D23 is sorry to report that Disney Legend Jack Lindquist, longtime Disney Parks executive and the first person to serve as president of Disneyland, passed away on February 28, 2016, at his home in Anaheim, California. He was 88.

“Jack Lindquist was a Disney original in every sense. He started his career as Disneyland’s first advertising manager, and later served as the park’s first president, a role he always referred to as ‘the best job in the world,’” Disney Chairman and CEO Bob Iger said. “He made sure Disneyland was the Happiest Place on Earth for each guest who walked through the gates, setting the standard for every leader that followed. Those of us who had the good fortune to know Jack will always remember the kindness, humility, and dedication that made him such an important part of this company and a true Disney Legend.”

Born in Chicago in 1927, Jack’s family moved to Los Angeles when he was 4 years old. He was a child actor who was featured as an extra in episodes of the Our Gang series and he danced in the feature film Best Foot Forward, which starred Lucille Ball.


Jack became Disneyland’s director of marketing in 1965 and later set the course for marketing Walt Disney World. Over the course of his 38 years with The Walt Disney Company, Jack would hold a number of executive positions, including vice president of marketing for Disneyland and Walt Disney World, vice president of marketing for Walt Disney Attractions, and executive vice president of marketing and entertainment for all of Disney’s outdoor recreation activities. He set up the Marketing Division for Tokyo Disneyland and directed overall concepts for Disneyland, Walt Disney World, Tokyo Disneyland, and Disneyland Paris. In 1990, Jack was appointed to that “best job in the world,” president of Disneyland.

Among the projects Jack spearheaded during his time at Disney are Walt Disney’s Magic Kingdom Club, Disney Dollars, the Disneyland Pigskin Classic, the Ambassador Program, and Grad Nites. He also lobbied for Disneyland’s expansion and the development of a second theme park for the Disneyland Resort.

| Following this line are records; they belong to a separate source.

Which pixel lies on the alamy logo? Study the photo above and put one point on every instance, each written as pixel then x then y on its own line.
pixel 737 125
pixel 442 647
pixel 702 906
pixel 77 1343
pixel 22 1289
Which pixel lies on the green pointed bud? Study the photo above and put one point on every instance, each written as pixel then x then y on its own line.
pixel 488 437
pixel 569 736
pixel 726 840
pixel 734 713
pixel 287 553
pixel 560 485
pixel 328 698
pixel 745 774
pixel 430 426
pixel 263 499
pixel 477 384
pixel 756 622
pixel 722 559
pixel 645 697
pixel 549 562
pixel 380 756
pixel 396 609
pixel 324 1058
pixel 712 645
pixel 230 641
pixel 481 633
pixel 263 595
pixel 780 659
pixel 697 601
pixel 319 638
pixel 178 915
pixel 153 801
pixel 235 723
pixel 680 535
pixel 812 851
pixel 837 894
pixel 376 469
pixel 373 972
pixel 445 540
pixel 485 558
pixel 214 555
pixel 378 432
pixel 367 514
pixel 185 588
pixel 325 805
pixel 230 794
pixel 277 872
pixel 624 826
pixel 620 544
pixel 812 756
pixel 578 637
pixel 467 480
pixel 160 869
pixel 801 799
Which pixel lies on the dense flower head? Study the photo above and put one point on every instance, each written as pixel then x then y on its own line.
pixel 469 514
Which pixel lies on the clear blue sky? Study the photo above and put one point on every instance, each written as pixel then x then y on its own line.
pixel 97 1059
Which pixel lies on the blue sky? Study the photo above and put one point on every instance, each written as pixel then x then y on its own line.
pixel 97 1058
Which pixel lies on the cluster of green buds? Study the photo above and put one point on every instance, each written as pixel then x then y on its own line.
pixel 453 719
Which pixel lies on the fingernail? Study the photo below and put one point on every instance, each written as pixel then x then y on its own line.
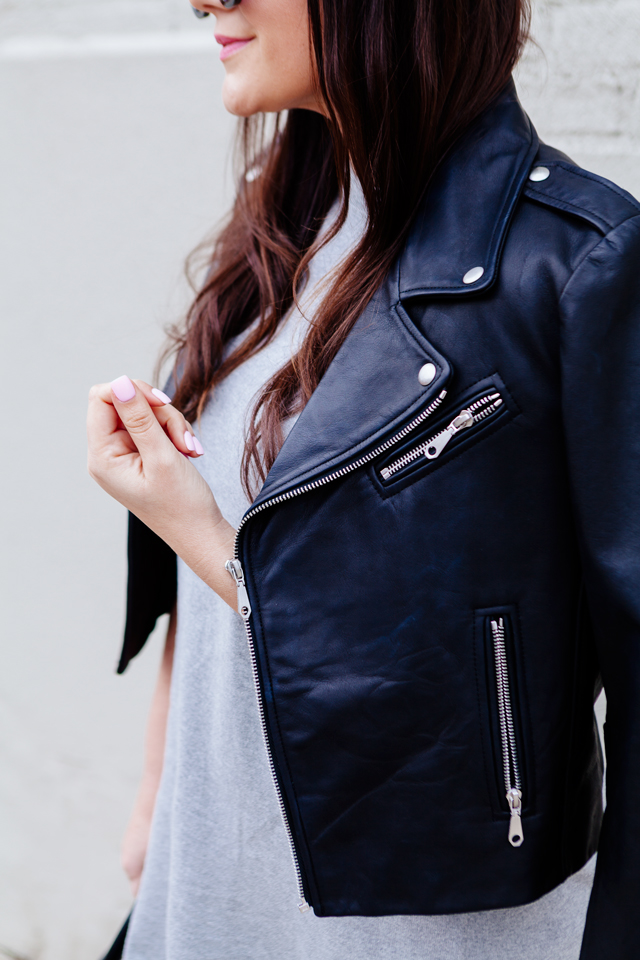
pixel 160 395
pixel 123 389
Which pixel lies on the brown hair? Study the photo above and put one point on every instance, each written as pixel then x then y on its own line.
pixel 401 80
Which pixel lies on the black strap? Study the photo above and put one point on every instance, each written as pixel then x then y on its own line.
pixel 115 952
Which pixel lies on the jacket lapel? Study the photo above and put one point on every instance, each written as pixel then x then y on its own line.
pixel 372 387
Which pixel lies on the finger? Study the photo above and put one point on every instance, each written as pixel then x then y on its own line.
pixel 138 418
pixel 104 427
pixel 155 397
pixel 179 430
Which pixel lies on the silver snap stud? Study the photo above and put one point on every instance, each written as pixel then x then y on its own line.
pixel 539 173
pixel 472 275
pixel 426 374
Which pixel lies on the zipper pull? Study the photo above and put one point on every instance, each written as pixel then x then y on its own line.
pixel 434 449
pixel 514 799
pixel 234 569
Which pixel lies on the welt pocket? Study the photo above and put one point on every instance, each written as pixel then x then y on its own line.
pixel 465 419
pixel 504 718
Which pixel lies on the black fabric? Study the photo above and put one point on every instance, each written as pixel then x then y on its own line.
pixel 115 951
pixel 151 588
pixel 373 596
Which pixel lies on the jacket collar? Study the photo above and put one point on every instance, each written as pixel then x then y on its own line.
pixel 467 210
pixel 372 388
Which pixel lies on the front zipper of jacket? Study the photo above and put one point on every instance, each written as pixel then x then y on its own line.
pixel 472 414
pixel 509 750
pixel 234 568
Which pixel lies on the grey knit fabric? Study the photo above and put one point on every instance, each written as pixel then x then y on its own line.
pixel 219 882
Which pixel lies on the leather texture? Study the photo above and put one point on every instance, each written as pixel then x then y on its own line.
pixel 372 598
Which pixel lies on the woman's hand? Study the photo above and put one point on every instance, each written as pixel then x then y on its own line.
pixel 140 456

Soon after Jack’s retirement—on Mickey Mouse’s 65th birthday, November 18, 1993—he was honored with a window on Disneyland’s Main Street, U.S.A., which reads, “J.B. Lindquist, Honorary Mayor of Disneyland.” He was inducted as a Disney Legend in 1994 and published a memoir, In Service to the Mouse in 2010.

Fellow Disney Legend Marty Sklar, former vice chairman and principal creative executive, Walt Disney Imagineering, remembered Jack fondly yesterday: “Jack was a great friend and mentor who taught all of us about risk-taking, and never forgot who the boss was. As he acknowledged in his book, ‘Keep that smile on your face, twinkle in your eye, and song in your heart. Thanks, Mickey!’ And all of us who worked with him say ‘Thanks, Jack!’”


He is survived by his wife, Isabelle; his five children, David, Garry, Troy, Jim, and Kimberly; 16 grandchildren and seven great-grandchildren.